Anthony Silvia of San Diego noted that limiting the number of dispensaries would be counterproductive. “It’s a small collective atmosphere,” he said.
Silvia explained that limiting the number of collectives would require larger individual facilities. “They’re not promoting the collectives we’re looking for,” he said.
Tom Hetherington, who owns a business in Bonsall, noted that Proposition 215 was passed to provide immunity to patients and primary caregivers. “A storefront is not a caregiver,” he said.

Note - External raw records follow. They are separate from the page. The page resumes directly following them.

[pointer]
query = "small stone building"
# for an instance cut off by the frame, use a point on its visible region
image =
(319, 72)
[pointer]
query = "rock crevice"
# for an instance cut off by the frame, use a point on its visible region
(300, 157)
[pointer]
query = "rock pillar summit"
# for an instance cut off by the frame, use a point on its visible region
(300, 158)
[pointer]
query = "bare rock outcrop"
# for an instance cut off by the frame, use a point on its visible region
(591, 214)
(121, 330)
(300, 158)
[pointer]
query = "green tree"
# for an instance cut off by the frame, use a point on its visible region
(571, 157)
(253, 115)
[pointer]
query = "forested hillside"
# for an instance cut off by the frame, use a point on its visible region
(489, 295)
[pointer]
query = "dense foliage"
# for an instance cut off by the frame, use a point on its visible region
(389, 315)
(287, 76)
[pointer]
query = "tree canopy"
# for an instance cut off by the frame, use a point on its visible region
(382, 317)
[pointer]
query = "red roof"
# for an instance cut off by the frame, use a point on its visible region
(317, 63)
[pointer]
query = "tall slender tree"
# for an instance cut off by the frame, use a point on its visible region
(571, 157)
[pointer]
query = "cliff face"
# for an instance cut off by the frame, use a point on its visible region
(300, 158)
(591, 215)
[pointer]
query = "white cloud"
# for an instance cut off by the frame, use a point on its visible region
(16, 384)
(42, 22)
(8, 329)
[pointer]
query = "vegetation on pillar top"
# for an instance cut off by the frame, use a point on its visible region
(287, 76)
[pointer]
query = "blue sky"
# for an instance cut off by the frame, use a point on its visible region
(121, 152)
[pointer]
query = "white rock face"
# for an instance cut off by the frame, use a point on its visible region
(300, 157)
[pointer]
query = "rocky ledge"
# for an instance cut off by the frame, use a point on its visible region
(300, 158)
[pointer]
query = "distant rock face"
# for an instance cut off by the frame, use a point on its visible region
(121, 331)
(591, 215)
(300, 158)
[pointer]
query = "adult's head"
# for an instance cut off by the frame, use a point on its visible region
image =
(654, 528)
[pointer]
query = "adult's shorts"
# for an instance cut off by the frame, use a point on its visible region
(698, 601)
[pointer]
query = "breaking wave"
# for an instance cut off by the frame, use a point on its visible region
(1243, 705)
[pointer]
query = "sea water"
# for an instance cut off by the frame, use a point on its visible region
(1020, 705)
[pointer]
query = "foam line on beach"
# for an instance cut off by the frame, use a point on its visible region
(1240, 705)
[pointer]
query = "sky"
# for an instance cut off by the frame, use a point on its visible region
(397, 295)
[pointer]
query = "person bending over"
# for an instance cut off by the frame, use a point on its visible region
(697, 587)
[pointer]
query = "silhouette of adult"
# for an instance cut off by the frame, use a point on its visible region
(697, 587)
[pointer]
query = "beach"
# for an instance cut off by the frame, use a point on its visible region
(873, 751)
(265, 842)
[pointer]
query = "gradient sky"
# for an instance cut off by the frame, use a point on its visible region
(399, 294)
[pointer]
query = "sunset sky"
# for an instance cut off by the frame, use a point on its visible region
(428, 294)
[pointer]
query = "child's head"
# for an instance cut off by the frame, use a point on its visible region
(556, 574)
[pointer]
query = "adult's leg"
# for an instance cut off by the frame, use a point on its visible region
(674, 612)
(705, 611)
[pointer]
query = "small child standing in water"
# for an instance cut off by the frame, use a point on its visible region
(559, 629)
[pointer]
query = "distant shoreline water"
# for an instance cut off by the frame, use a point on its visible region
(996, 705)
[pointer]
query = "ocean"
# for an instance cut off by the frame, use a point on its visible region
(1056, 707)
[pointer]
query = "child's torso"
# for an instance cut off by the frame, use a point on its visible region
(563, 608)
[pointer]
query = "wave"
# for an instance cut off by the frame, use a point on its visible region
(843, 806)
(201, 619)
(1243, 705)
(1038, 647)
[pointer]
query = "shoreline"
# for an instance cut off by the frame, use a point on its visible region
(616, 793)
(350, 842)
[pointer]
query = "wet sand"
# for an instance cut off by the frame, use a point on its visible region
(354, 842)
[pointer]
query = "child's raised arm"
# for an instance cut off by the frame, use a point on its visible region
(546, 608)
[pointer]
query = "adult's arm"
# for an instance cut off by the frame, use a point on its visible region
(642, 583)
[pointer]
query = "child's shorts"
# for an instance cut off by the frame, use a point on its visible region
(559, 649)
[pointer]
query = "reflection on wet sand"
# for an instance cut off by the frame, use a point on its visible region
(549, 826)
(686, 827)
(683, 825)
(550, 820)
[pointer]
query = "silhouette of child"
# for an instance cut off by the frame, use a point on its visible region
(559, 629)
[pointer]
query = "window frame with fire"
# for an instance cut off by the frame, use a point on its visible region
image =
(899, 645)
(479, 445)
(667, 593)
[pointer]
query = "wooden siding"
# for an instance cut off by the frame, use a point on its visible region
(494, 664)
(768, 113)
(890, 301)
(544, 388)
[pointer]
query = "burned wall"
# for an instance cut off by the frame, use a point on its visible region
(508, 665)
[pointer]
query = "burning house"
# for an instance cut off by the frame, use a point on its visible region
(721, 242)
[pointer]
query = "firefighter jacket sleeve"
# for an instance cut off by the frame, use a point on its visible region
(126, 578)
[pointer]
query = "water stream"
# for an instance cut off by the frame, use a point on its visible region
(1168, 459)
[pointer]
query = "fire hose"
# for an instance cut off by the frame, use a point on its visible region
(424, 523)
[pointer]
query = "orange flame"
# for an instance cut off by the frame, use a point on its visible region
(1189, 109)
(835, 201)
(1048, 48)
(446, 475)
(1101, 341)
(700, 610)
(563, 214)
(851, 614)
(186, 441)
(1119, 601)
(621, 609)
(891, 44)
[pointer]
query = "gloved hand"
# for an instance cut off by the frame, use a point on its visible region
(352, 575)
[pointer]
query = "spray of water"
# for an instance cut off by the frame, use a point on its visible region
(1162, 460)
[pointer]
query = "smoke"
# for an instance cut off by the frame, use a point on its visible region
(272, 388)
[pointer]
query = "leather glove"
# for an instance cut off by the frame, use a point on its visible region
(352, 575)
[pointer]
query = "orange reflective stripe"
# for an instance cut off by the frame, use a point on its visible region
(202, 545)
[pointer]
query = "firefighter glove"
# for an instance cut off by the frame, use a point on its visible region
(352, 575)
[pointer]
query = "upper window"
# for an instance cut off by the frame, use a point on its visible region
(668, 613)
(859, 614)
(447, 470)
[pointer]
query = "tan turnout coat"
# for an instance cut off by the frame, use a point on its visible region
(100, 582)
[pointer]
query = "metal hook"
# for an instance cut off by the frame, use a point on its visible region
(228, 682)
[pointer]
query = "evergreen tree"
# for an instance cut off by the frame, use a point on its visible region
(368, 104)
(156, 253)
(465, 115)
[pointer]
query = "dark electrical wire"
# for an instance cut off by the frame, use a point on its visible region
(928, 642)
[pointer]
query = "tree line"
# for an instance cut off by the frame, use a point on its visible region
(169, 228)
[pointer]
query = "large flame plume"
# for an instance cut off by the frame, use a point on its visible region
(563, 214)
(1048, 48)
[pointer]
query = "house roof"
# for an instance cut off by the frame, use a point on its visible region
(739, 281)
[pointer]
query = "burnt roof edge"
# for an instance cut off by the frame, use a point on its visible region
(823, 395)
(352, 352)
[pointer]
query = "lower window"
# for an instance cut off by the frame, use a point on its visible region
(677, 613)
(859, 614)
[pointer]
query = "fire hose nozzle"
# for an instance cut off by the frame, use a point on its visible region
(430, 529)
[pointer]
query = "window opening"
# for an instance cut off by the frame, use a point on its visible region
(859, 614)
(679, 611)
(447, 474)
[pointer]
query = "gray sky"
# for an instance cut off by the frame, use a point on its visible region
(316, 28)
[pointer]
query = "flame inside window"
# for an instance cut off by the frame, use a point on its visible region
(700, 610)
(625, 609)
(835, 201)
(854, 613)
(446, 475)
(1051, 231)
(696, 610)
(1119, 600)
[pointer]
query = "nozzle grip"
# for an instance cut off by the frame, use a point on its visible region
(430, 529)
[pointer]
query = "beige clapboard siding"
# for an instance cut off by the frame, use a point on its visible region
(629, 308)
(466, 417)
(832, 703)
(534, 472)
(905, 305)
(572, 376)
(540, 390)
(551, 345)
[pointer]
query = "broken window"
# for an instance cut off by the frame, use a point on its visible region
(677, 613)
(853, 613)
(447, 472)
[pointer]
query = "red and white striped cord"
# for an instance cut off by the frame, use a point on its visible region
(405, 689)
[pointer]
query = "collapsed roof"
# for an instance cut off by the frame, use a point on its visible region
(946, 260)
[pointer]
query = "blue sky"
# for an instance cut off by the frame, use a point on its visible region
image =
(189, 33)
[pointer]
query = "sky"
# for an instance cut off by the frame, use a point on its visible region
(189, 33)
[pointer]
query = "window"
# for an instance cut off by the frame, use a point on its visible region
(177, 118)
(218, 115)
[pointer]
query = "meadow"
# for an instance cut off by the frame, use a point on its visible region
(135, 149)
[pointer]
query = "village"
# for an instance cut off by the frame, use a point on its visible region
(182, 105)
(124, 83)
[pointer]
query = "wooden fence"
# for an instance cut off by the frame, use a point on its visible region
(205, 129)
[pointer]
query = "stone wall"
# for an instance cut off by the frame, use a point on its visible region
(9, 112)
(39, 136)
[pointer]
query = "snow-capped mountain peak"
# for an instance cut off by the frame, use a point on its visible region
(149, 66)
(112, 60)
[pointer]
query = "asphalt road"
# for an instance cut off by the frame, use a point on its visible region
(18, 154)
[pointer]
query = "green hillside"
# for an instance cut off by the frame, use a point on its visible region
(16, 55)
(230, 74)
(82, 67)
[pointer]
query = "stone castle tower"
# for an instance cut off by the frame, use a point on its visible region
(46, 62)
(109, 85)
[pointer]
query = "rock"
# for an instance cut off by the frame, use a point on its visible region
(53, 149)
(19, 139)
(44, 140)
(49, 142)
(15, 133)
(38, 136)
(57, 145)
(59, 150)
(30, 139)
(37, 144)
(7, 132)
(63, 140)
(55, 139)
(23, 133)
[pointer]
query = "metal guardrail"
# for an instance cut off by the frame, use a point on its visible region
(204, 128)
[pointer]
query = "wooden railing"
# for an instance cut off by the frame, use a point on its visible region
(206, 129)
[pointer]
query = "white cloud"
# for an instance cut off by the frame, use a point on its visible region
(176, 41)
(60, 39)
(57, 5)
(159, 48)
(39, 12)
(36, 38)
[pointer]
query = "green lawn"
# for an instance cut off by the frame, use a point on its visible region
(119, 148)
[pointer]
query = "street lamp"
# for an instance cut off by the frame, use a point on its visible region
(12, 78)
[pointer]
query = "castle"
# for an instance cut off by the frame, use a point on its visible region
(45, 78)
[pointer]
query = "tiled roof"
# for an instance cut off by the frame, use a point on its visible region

Barbara Warner of Casa de Oro took exception to claims that medical marijuana users were being forced into the county’s remote areas. “In my area probably about 300 kids have no other route but by a marijuana dispensary,” she said. “It’s not out in the wilderness. It’s a semi-urban area.”
Marcus Boyd of Imperial Beach noted that some incorporated cities including his own are waiting for a county ordinance before developing their own zoning policies. “They are looking at you for precedent,” he said.
In seeking the shorter separation from sensitive areas, Planning
Commissioner Peder Norby noted that the figure of 15 to 20 sites was less than the total number of unincorporated towns in the county. “It’s a little narrow given all those communities,” he said.
Norby also noted that those sites are contingent upon being available for sale or lease. “We don’t get into the free market in terms of what’s available,” he said.